The Malta Financial Services Authority is refusing to publish a questionable arrangement to pay its retired former CEO Joseph Gavin some €65,000 for him to “give a handover” to a new acting CEO.
Finance Minister Clyde Caruana is also refusing to publish the extraordinary arrangement struck with Gavin last summer, despite a number of Parliamentary Questions that have been tabled by Opposition MP Jerome Caruana Cilia.
The Shift last month revealed how Gavin, who had stepped down from the MFSA’s top spot last summer after being absent from work for over a month, was still being paid some €11,000 a month by the financial services regulator.
When asked to explain, the MFSA declined to reply, which compelled The Shift to file a request for Gavin’s contracts through the Freedom of Information Act.

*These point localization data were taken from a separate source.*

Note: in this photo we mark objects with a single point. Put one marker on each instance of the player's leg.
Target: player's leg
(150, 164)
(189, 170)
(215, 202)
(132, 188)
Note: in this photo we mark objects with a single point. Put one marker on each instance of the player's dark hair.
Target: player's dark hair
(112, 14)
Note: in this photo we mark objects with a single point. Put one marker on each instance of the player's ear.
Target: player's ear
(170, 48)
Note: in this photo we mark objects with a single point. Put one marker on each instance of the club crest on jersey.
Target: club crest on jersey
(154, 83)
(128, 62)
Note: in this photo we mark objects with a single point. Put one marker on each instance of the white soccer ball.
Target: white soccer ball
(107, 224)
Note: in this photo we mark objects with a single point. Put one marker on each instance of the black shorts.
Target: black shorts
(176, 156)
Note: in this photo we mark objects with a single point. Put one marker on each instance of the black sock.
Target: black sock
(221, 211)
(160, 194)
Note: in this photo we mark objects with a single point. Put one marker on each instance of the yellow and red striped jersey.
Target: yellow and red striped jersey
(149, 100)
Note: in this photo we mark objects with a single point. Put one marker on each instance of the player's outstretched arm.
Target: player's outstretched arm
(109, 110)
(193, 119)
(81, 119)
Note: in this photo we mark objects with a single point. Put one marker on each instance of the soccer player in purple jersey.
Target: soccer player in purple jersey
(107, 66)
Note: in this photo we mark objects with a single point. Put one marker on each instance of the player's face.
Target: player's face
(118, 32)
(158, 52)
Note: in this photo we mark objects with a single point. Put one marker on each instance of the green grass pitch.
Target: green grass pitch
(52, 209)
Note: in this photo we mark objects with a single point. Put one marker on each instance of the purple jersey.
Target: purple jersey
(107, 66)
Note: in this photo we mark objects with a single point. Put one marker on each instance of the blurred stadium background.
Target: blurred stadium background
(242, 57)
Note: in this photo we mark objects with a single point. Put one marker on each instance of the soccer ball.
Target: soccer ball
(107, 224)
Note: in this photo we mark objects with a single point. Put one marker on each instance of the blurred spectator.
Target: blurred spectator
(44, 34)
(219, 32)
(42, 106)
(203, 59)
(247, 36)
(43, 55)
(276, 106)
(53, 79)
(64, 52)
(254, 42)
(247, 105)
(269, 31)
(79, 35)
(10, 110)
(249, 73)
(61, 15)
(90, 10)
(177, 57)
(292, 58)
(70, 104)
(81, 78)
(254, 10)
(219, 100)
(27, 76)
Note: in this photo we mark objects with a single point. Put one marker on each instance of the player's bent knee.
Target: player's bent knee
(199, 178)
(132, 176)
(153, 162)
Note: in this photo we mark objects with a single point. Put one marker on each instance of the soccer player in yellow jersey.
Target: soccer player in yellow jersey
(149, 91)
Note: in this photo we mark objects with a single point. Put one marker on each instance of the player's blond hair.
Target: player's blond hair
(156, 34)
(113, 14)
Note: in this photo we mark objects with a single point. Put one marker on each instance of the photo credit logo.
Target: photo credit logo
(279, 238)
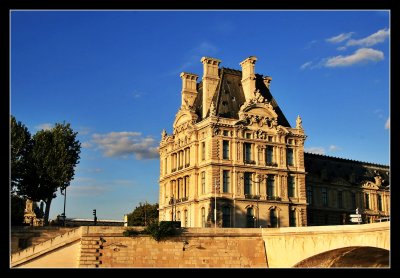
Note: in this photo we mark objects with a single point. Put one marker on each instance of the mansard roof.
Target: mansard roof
(330, 169)
(230, 96)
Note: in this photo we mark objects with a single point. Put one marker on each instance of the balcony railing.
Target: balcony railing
(251, 196)
(274, 198)
(184, 199)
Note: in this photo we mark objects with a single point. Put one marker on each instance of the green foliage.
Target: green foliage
(21, 145)
(143, 215)
(131, 232)
(17, 210)
(158, 231)
(49, 161)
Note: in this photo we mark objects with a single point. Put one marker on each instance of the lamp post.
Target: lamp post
(64, 192)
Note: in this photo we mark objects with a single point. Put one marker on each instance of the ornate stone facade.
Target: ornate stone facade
(232, 146)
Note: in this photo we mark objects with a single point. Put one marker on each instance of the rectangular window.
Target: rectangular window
(309, 195)
(203, 182)
(292, 218)
(187, 157)
(324, 193)
(225, 149)
(203, 150)
(247, 183)
(203, 217)
(289, 158)
(269, 155)
(379, 202)
(366, 200)
(247, 153)
(353, 200)
(270, 188)
(340, 199)
(226, 181)
(291, 187)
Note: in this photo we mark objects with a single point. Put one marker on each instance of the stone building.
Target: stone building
(336, 187)
(233, 147)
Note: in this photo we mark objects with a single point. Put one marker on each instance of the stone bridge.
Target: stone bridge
(101, 246)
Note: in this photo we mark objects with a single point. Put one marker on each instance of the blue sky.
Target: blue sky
(114, 76)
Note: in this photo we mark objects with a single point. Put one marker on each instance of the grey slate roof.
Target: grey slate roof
(343, 168)
(230, 96)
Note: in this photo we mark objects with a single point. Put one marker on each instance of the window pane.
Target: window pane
(226, 181)
(290, 157)
(291, 187)
(247, 183)
(225, 151)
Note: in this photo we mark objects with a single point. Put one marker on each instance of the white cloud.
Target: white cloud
(333, 148)
(315, 150)
(306, 65)
(387, 124)
(373, 39)
(123, 144)
(340, 38)
(84, 130)
(45, 126)
(86, 145)
(361, 55)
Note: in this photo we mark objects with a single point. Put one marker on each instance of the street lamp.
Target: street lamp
(65, 201)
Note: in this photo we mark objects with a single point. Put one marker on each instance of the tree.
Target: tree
(17, 210)
(143, 215)
(21, 145)
(51, 166)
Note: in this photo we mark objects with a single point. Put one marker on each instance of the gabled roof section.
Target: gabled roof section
(334, 168)
(230, 96)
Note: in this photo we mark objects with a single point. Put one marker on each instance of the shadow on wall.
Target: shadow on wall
(356, 256)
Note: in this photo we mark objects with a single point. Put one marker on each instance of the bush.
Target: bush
(158, 231)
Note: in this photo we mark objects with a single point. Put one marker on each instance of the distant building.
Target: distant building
(234, 157)
(337, 187)
(75, 222)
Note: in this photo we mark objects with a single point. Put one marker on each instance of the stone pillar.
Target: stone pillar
(248, 77)
(189, 88)
(210, 81)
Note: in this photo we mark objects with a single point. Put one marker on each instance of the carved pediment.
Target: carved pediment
(341, 181)
(184, 119)
(369, 185)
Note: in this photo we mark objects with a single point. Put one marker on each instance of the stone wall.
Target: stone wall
(197, 248)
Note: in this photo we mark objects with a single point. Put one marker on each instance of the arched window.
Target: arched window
(203, 217)
(226, 217)
(250, 218)
(186, 218)
(273, 216)
(292, 218)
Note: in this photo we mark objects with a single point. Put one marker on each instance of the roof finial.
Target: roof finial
(299, 122)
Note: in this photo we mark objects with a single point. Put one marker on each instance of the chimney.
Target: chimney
(189, 89)
(248, 77)
(210, 81)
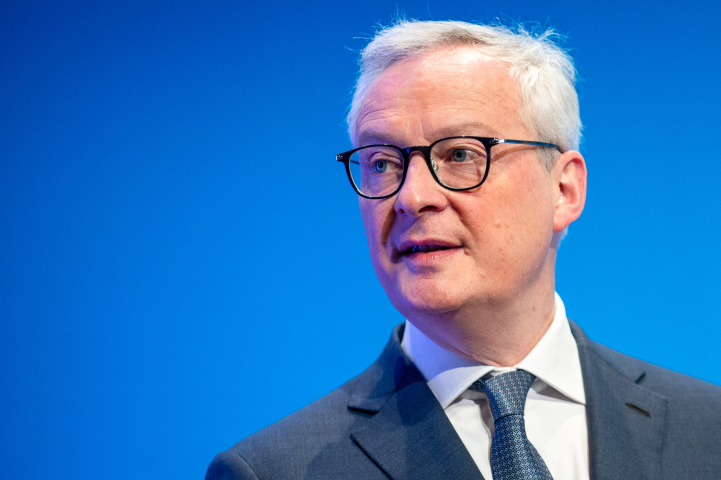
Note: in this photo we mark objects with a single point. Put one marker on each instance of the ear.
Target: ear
(569, 178)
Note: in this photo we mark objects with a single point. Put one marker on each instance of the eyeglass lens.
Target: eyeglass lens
(457, 163)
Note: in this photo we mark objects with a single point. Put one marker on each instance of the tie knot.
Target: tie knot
(506, 392)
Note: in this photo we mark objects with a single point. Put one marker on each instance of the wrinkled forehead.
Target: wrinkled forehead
(450, 91)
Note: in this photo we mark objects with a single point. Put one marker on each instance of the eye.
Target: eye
(380, 166)
(460, 155)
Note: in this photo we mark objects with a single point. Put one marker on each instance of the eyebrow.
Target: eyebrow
(474, 128)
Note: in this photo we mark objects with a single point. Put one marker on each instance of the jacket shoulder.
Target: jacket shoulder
(661, 380)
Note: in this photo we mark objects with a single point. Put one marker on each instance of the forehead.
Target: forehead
(451, 91)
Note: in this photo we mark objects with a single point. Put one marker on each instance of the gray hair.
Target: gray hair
(543, 71)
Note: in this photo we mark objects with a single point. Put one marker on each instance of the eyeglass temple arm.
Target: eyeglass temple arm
(526, 142)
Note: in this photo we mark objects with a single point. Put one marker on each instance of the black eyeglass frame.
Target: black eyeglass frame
(487, 142)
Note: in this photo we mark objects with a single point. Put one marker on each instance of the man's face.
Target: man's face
(497, 238)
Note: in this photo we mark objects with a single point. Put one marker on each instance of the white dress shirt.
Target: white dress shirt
(555, 411)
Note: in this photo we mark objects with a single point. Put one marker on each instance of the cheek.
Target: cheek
(514, 223)
(377, 220)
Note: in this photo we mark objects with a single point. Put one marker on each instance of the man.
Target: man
(468, 173)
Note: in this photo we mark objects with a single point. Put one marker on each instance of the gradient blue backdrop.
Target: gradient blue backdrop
(182, 260)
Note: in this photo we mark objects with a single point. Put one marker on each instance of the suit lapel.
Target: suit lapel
(626, 422)
(410, 436)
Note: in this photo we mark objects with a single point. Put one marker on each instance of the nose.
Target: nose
(420, 193)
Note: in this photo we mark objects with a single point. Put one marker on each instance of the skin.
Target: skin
(490, 297)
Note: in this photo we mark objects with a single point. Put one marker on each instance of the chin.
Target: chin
(424, 298)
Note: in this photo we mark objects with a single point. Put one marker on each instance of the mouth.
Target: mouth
(421, 249)
(424, 249)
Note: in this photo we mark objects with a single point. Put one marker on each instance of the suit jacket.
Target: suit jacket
(644, 422)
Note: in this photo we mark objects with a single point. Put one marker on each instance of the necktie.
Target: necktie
(512, 455)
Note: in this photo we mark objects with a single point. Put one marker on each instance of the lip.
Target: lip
(438, 248)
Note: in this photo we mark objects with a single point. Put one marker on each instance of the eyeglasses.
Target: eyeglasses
(456, 163)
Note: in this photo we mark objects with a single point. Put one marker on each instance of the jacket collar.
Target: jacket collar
(626, 421)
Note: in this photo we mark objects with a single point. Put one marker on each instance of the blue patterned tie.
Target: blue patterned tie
(512, 455)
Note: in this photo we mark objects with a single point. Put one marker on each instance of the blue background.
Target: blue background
(182, 261)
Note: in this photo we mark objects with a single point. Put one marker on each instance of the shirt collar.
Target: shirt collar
(554, 360)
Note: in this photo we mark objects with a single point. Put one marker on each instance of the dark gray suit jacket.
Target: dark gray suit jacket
(644, 422)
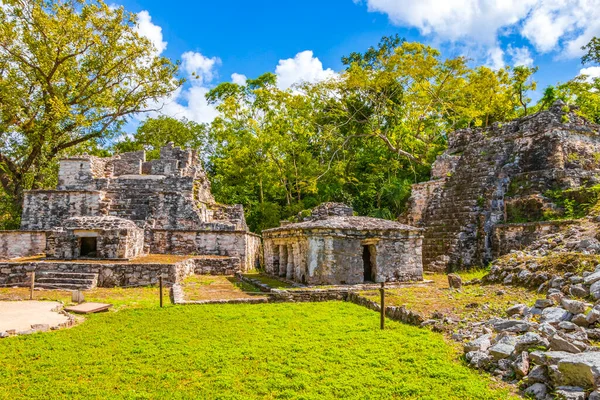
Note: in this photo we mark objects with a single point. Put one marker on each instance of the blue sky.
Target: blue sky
(227, 40)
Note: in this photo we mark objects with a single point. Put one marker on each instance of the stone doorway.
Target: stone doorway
(88, 246)
(367, 264)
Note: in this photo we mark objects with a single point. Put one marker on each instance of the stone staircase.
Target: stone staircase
(65, 280)
(456, 220)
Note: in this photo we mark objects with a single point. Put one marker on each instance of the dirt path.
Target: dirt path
(20, 315)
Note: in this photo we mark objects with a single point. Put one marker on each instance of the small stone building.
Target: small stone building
(125, 206)
(490, 181)
(332, 246)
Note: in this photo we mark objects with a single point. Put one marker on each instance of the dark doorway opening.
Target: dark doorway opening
(368, 267)
(88, 247)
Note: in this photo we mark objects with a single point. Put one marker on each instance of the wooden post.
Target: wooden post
(382, 292)
(31, 285)
(160, 289)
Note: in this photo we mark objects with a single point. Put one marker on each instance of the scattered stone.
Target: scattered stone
(579, 291)
(567, 326)
(454, 281)
(573, 306)
(538, 357)
(593, 333)
(538, 374)
(40, 327)
(482, 343)
(547, 329)
(575, 280)
(521, 364)
(530, 340)
(505, 364)
(592, 278)
(558, 343)
(580, 370)
(557, 282)
(478, 359)
(543, 303)
(517, 309)
(511, 325)
(538, 391)
(555, 315)
(503, 348)
(595, 290)
(580, 320)
(593, 316)
(535, 311)
(570, 393)
(555, 295)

The request was, however, refused with an explanation that the information has been given in Parliament. But the fact of the matter is that no such information has been given to the House as the Opposition’s similar line of questioning has been consistently brushed off by Minister Caruana.
The MFSA, under the remit of Finance Minister Clyde Caruana, said that while it cannot publish the most recent arrangement with Gavin, citing data protection, it did acknowledge it will be paying him €65,000 for his services up until March 2023.
Stating that his original contract was terminated by the MFSA, the authority said it had entered into a back-to-back service agreement with the retired CEO “to provide advisory services in relation to the statutory functions of the Authority and in order to provide an orderly handover and conclusions of various initiatives”.
For that task, which is part and parcel of his original assignment as CEO, Gavin is receiving €11,000 a month, around €2,000 a month less than what he was being paid when he was on the job full-time before retiring.
The Shift is reliably informed that the arrangement had been demanded by Caruana in order to force Gavin out of the position.
The MFSA has not yet issued a vacancy to fill the Irishman’s now-vacant position. It has instead placed a long-time senior employee, Michelle Mizzi Buontempo, as acting CEO.
Before Gavin, when the scandal-ridden authority was forced to terminate former CEO Joseph Cuschieri’s employment following various issues, the MFSA had made Christopher Buttigieg acting CEO. This time around, another senior employee has been tasked with the interim job.
Buttigieg was never made a fully-fledged CEO. Instead, Gavin, a former general counsel for the Central Bank of Ireland, had been engaged on a €162,000-a-year contract that included a €30,000 allowance for his accommodation in Malta.